At Kananaskis, G8 and African leaders made history by coming together as equals within the G8 Summit, to plot the path ahead. The G8 itself made history by producing a US$6 billion package of new official development assistance for Africa - by far the largest ever assembled in G7/G8 history for any region of the poor "South." It did do by raising a pool of US$12 billion on the road to Kananaskis, so that the African leaders would know when they came to Kananaskis that the monies were already in place, just waiting to flow. At Kananaskis, the G8 agreed that the Africans could get more than half of it, but only if the they lived up to their new principles and if the legislatures in the G8 democracies agreed to follow where their presidents and prime ministers led. Critics complained that the US$6 billion pledge was an aggregate total and could be met by some G8 members doing more and others doing less, rather than each member paying exactly the same share. This was a legitimate worry for those concerned about passing the buck among countries up north. But to those concerned about Africa receiving the monies it needed, it was clear that the total was adequate, regardless of how much of it came from taxpayers in Niagara Falls, Ontario, rather than Niagara Falls, New York. Others complained that the money was not offered with ironclad guarantees, presumably in the form of a blank cheque or unmarked bills, to be spent on whatever the recipients wanted, from educating young girls to invading one's neighbours, to buying new Taj Mahal-like presidential jets. But by making the continued flow conditional on ongoing good performance, the African democratic pioneers would have a powerful argument in persuading other Africans to follow them, and in inspiring northern taxpayers to give even more.

With the money from official development assistance offered up front, the Action Plan moved to specify the purposes on which it would be spent. In first place came measures to end the conflict and accompanying genocide that had destroyed any hope for building democracy and development in too many African states. Then came good governance, according to global standards rather than only G8 ones, and in ways that gave women a full and equal place. With the democratic foundation constructed, there followed promises to help Africans trade and attract foreign direct investment, and to do so in ways that preserved Africa's abundant human and natural wealth. After chapters on debt relief and education came major statements on combating HIV/AIDs, agriculture and water. The passages on agriculture restored hope to those many starving Africans abandoned by the United Nations when its recent World Food Summit in Rome ended in failure amidst the tiresome but now obsolete rituals of the old North-South divide. The chapter on water highlighted its critical role as a public goal essential for life. Nowhere did it say, as some critics had feared it would, that the privatization of Africa's water systems was the primary new direction in which Africans should go.

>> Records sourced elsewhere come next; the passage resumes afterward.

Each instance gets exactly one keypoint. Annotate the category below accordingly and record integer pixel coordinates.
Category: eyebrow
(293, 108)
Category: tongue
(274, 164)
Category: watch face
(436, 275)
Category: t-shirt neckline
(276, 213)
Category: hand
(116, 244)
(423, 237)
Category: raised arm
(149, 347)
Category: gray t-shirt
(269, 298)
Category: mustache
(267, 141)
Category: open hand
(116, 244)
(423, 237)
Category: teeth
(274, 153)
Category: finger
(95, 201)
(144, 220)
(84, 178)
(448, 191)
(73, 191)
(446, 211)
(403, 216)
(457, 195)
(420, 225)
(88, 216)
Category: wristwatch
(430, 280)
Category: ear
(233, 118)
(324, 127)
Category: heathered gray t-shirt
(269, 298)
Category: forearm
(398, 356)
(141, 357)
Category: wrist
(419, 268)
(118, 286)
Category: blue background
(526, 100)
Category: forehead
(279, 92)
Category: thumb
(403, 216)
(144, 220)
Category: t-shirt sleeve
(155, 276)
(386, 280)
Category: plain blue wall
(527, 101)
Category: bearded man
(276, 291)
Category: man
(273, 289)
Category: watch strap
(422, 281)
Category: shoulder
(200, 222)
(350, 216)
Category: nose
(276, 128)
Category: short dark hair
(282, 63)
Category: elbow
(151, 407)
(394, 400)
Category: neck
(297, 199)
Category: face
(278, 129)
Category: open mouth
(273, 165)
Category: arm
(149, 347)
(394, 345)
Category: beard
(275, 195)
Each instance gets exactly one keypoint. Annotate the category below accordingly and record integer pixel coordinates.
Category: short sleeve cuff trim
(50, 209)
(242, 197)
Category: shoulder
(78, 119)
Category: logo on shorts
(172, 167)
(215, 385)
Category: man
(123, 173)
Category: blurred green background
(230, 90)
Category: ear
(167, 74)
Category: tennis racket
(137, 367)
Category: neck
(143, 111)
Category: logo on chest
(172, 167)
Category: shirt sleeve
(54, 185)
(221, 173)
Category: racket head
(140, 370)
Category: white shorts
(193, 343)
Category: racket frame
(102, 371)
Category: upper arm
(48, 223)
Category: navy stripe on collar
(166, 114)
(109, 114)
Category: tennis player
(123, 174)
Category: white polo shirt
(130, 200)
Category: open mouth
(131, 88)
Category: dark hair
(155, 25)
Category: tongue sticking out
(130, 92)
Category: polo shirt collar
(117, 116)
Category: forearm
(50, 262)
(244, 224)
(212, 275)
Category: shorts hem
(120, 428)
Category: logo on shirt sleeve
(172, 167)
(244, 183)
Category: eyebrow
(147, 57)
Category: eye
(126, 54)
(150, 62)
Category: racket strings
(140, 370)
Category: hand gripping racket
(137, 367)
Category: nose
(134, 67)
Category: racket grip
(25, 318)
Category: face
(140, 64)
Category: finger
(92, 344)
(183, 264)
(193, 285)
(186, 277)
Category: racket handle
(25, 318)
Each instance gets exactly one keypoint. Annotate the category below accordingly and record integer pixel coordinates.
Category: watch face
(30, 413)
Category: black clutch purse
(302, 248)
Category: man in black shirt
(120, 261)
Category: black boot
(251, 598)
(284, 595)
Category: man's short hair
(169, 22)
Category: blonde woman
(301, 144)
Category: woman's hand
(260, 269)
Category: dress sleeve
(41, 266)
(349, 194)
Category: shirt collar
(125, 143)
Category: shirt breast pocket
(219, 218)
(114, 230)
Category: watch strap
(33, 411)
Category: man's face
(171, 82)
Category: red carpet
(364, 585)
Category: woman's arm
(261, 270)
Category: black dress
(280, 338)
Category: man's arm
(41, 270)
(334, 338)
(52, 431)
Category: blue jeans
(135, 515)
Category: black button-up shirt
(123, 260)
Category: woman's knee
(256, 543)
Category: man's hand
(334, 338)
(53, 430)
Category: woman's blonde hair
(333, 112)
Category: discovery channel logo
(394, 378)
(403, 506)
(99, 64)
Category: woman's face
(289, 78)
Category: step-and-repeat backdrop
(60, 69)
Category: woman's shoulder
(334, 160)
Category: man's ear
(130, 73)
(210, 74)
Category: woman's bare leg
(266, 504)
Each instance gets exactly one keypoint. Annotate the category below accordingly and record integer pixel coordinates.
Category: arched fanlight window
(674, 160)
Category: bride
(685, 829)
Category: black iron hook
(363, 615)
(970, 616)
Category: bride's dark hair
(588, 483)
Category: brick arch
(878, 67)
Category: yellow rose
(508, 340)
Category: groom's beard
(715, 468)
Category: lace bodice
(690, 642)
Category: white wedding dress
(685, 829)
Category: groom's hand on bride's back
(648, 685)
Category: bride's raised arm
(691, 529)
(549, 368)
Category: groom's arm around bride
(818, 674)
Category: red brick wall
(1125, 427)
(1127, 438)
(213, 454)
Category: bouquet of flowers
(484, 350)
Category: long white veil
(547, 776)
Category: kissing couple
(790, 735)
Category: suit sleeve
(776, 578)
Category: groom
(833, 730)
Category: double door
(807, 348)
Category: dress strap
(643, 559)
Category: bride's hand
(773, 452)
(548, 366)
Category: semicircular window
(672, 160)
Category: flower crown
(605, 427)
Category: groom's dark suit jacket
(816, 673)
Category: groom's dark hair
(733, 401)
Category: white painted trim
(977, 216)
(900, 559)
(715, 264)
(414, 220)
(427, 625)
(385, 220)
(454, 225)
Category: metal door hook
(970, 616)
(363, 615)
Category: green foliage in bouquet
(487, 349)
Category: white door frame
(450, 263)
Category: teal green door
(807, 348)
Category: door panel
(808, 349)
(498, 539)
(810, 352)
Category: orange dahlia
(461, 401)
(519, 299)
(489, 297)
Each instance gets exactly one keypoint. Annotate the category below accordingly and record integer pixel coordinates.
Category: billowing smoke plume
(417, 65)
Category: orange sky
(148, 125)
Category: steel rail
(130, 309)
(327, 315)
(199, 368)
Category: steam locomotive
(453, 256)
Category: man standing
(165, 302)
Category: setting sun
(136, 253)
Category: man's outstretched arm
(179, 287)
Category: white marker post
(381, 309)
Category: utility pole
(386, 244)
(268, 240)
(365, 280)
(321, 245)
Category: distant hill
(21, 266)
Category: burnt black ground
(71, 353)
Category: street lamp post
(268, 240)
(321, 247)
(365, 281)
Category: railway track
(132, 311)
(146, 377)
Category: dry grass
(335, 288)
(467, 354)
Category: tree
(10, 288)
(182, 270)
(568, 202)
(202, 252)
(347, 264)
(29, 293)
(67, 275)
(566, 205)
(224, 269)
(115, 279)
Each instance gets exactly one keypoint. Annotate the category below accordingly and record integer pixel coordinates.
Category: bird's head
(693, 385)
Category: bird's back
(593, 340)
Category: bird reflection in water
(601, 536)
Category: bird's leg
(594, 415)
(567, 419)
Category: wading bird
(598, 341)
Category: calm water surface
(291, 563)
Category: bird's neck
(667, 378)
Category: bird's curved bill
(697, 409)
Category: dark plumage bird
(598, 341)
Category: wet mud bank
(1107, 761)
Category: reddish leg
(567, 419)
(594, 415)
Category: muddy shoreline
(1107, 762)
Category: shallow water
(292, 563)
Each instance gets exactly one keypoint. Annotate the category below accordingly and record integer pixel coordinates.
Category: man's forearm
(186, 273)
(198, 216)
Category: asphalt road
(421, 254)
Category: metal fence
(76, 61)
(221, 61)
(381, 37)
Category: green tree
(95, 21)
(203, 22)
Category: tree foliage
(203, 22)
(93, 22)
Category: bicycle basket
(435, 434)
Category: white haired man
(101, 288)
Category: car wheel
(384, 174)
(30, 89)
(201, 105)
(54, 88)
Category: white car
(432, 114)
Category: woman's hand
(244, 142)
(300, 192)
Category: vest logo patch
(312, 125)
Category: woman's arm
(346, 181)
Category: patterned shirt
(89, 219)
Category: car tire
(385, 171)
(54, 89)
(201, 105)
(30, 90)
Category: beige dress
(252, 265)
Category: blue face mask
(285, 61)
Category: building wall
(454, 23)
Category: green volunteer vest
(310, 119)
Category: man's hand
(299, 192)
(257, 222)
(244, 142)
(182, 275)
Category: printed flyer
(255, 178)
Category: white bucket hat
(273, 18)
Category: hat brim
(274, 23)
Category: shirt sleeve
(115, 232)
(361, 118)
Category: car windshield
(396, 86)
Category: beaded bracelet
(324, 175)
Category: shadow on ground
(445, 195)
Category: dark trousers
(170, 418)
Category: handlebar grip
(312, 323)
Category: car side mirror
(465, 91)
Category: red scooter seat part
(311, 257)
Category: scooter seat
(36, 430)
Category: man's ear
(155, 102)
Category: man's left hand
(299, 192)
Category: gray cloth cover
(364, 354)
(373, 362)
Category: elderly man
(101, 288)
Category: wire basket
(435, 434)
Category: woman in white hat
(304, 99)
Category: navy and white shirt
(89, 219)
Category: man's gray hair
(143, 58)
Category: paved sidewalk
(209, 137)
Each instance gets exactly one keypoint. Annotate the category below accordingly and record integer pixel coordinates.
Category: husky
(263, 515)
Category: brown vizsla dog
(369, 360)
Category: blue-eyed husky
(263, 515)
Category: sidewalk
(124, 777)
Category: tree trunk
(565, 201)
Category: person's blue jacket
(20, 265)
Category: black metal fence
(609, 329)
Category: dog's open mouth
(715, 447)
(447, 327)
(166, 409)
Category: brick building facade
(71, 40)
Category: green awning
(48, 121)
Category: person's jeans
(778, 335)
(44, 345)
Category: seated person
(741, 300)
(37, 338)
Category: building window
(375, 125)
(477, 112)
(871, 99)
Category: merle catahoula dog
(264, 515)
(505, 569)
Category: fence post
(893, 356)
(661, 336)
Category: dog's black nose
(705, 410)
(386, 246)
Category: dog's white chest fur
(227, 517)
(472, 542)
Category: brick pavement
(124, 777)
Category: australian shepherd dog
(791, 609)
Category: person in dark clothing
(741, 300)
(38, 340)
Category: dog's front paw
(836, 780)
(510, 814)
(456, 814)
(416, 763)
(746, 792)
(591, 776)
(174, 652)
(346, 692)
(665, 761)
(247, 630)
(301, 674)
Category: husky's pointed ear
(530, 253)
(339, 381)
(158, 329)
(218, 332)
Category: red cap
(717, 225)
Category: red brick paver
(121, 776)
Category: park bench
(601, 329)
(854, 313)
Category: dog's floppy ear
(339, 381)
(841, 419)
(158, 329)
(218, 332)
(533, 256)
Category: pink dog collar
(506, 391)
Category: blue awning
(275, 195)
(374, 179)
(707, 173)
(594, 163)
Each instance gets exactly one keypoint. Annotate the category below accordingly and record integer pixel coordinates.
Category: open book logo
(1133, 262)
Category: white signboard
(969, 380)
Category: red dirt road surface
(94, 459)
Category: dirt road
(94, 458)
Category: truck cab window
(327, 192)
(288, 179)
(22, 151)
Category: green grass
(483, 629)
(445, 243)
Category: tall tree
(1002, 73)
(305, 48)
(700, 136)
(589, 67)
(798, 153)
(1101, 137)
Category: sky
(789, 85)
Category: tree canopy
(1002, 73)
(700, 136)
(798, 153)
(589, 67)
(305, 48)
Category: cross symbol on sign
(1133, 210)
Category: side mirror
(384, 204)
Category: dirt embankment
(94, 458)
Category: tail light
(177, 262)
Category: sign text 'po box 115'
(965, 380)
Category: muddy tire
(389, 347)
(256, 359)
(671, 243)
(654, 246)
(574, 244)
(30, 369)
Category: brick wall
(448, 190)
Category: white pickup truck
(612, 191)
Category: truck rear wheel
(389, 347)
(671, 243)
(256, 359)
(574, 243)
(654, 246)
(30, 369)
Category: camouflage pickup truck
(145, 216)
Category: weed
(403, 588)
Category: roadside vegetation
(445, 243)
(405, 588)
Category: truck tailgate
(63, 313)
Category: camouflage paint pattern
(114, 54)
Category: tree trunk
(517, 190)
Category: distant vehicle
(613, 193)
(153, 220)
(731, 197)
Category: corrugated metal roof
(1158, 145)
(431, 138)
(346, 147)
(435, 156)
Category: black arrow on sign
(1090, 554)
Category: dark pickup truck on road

The G8 also did much to respect Kofi Annan's wise reminder that promises made were only worth something if they were translated into promises kept. The G8 leaders gave their personal representatives for Africa a new mandate, and said they would review progress on their Africa Action Plan at their summit next year in France. Its host, President Jacques Chirac, declared he would focus that summit on African development as its centrepiece theme. But even those most willing to join Senegal's President Wade in optimistically giving the G8 and its Africa Action Plan the benefit of the doubt could well wonder why the G8 itself did not institute its own process of peer review to ensure that each member live up to the promises made. They could also wonder when France, so impressed with Canada's new model for summitry, will issue the invitation to the African leaders to come to the next summit as full partners to tell the G8 leaders if they have kept their word.